Despite other companies offering similar voice cloning products, OpenAI asserts that its approach delivers superior speech quality. The pricing for Voice Engine is set competitively, with different options available depending on the quality desired.
Voice Engine lacks customization controls for adjusting voice characteristics, but expressions from the original sample are retained in subsequent synthetic voices.
Impact on Voice Talent
OpenAI’s tool could potentially disrupt the voice actor industry with its cost-effective synthetic voice generation. Voice actors are already facing challenges as clients seek to utilize AI-generated voices that could potentially replace human talent.
Some platforms are attempting to find a balance by collaborating with unions and compensating original creators for voice usage. However, OpenAI currently does not have such arrangements in place but requires explicit consent for voice cloning.
Ethical Considerations and Misuse Prevention
Voice cloning technology poses ethical concerns and has been misused for malicious purposes. OpenAI is taking steps to prevent misuse by limiting access to Voice Engine during its early stages and watermarking generated content for identification.
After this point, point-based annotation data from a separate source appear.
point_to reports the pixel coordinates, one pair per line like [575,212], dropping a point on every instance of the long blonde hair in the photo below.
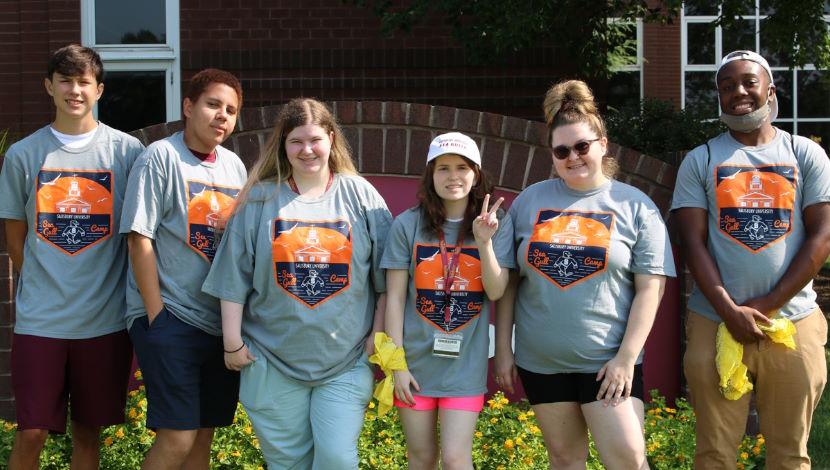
[572,102]
[273,164]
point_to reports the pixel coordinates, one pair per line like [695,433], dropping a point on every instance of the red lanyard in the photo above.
[294,187]
[450,268]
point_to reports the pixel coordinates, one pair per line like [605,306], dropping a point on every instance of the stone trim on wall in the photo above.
[389,138]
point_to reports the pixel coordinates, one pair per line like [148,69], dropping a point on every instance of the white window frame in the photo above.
[712,68]
[142,57]
[638,66]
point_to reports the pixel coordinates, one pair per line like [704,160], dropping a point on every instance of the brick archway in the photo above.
[391,138]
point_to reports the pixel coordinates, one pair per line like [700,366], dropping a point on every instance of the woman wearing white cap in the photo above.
[444,259]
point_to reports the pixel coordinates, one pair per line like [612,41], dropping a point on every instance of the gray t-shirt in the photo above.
[577,254]
[74,270]
[755,197]
[307,271]
[410,247]
[181,203]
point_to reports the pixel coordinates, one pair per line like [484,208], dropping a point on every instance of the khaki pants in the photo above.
[788,386]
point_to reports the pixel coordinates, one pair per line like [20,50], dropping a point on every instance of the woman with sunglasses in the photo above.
[592,255]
OpenAI also plans to involve its network of experts to assess potential risks associated with Voice Engine misuse. While some experts advocate for more comprehensive measures, OpenAI prioritizes safe technology deployment as its primary focus.
Future Release Plans
Depending on the feedback from the preview phase, OpenAI may expand access to the Voice Engine in the future. The company is exploring security measures, such as user verification through text prompts, to ensure responsible usage of the tool.
OpenAI’s ultimate goal is to distinguish between artificial voices and human voices effectively, maintaining clarity in the use of synthetic voice technology.